Utah to hold websites liable for users who mask their location with VPNs

· cloud web policy · Source ↗

TLDR

  • Utah Senate Bill 73 (effective May 6) makes websites liable if Utah-based users bypass age verification via VPN or proxy.

Key Takeaways

  • SB 73 legally defines a user as Utah-based by physical location, not IP, forcing sites to detect VPN use they technically cannot reliably perform.
  • IP reputation tools like MaxMind and IP2Proxy flag known datacenter ranges, but commercial VPNs rotate IPs and residential endpoints are indistinguishable from home connections.
  • ASN analysis catches datacenter traffic but cannot identify personal WireGuard tunnels running on cloud VPS infrastructure.
  • The law also bans covered websites from publishing instructions on using VPNs to bypass age checks.
  • No technically sound enforcement mechanism exists; compliance likely pushes sites toward blocking all known VPN IPs or applying global age verification to every visitor.

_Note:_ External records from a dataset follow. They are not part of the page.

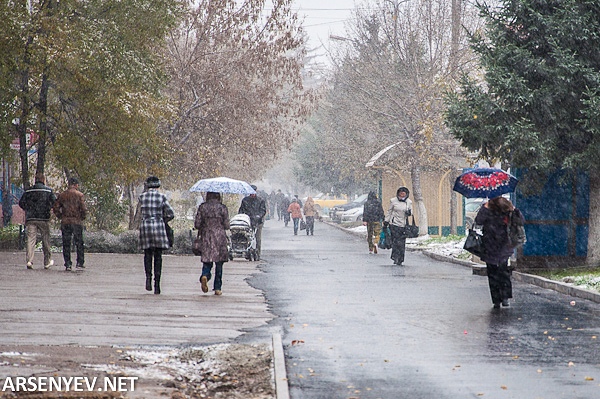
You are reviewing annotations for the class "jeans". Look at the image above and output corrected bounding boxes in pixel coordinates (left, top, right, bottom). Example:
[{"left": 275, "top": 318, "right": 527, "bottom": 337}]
[
  {"left": 486, "top": 261, "right": 512, "bottom": 304},
  {"left": 306, "top": 216, "right": 315, "bottom": 235},
  {"left": 390, "top": 224, "right": 406, "bottom": 265},
  {"left": 25, "top": 220, "right": 52, "bottom": 266},
  {"left": 367, "top": 222, "right": 381, "bottom": 251},
  {"left": 60, "top": 224, "right": 85, "bottom": 266},
  {"left": 202, "top": 262, "right": 223, "bottom": 291}
]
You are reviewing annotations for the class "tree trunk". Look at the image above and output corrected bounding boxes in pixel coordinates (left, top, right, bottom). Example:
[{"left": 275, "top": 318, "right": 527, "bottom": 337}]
[
  {"left": 586, "top": 173, "right": 600, "bottom": 266},
  {"left": 410, "top": 165, "right": 429, "bottom": 235}
]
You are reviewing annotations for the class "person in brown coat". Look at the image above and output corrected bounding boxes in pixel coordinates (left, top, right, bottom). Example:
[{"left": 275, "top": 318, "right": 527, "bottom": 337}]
[
  {"left": 52, "top": 177, "right": 87, "bottom": 271},
  {"left": 194, "top": 193, "right": 229, "bottom": 295}
]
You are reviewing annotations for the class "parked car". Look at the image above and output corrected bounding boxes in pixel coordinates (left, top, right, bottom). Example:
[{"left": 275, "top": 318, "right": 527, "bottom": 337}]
[
  {"left": 329, "top": 194, "right": 369, "bottom": 223},
  {"left": 340, "top": 206, "right": 365, "bottom": 222},
  {"left": 313, "top": 193, "right": 348, "bottom": 215}
]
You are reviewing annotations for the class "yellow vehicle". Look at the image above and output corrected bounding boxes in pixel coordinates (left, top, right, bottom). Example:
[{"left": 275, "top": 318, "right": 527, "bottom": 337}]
[{"left": 313, "top": 193, "right": 348, "bottom": 215}]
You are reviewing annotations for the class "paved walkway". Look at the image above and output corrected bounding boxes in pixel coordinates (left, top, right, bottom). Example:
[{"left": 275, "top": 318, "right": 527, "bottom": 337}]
[{"left": 0, "top": 252, "right": 273, "bottom": 345}]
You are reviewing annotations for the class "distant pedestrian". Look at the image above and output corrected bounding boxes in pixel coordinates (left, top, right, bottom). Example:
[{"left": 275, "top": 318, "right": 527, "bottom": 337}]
[
  {"left": 238, "top": 185, "right": 267, "bottom": 260},
  {"left": 194, "top": 192, "right": 229, "bottom": 295},
  {"left": 363, "top": 191, "right": 385, "bottom": 254},
  {"left": 19, "top": 173, "right": 56, "bottom": 269},
  {"left": 52, "top": 177, "right": 87, "bottom": 271},
  {"left": 138, "top": 176, "right": 175, "bottom": 295},
  {"left": 275, "top": 189, "right": 290, "bottom": 220},
  {"left": 302, "top": 197, "right": 317, "bottom": 236},
  {"left": 474, "top": 197, "right": 524, "bottom": 309},
  {"left": 287, "top": 198, "right": 302, "bottom": 236},
  {"left": 384, "top": 187, "right": 412, "bottom": 266},
  {"left": 279, "top": 195, "right": 291, "bottom": 227}
]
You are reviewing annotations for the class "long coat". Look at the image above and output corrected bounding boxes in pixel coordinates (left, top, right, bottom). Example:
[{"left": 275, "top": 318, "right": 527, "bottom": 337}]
[
  {"left": 194, "top": 199, "right": 229, "bottom": 263},
  {"left": 287, "top": 201, "right": 302, "bottom": 219},
  {"left": 385, "top": 197, "right": 412, "bottom": 227},
  {"left": 475, "top": 205, "right": 523, "bottom": 265},
  {"left": 139, "top": 188, "right": 175, "bottom": 249},
  {"left": 363, "top": 191, "right": 385, "bottom": 222}
]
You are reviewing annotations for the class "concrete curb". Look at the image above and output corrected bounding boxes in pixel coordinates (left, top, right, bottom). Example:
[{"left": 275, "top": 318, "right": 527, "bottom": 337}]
[
  {"left": 423, "top": 251, "right": 600, "bottom": 303},
  {"left": 273, "top": 334, "right": 290, "bottom": 399}
]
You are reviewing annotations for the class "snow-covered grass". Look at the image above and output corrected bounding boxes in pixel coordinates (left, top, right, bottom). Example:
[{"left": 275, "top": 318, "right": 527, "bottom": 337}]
[{"left": 347, "top": 226, "right": 600, "bottom": 292}]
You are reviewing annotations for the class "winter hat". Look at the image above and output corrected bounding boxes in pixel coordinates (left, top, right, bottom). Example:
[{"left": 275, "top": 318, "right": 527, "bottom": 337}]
[{"left": 146, "top": 176, "right": 160, "bottom": 188}]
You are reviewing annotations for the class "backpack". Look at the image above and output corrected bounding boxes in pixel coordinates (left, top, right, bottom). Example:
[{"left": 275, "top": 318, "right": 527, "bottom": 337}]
[{"left": 506, "top": 208, "right": 527, "bottom": 248}]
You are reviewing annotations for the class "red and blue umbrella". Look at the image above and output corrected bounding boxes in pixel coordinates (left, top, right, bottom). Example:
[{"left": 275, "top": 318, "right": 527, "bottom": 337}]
[{"left": 452, "top": 168, "right": 519, "bottom": 198}]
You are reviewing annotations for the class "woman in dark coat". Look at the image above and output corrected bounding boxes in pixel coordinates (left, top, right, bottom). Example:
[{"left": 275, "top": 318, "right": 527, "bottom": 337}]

Hacker News Comment Review

  • Commenters broadly agree the law is technically unenforceable as written; self-hosted VPNs and residential endpoints are invisible to any detection method the law implicitly assumes.
  • The EFF-cited worst-case outcome – sites blanket-blocking all VPN IPs or requiring global age verification – is treated by commenters as the probable real-world result, not an edge case.
  • Several commenters see this as a template for federal action or KYC-style VPN regulation, framing it as early infrastructure for state-controlled internet filtering rather than a narrow child-safety measure.

Notable Comments

  • @kstrauser: uses personal router VPN while traveling to illustrate detection is impossible – “how is anyone expected to tell” traffic origin in this setup.
  • @mrbluecoat: raises the unanswered enforcement gap – self-hosted VPN options sit entirely outside any KYC or IP-blocking regime.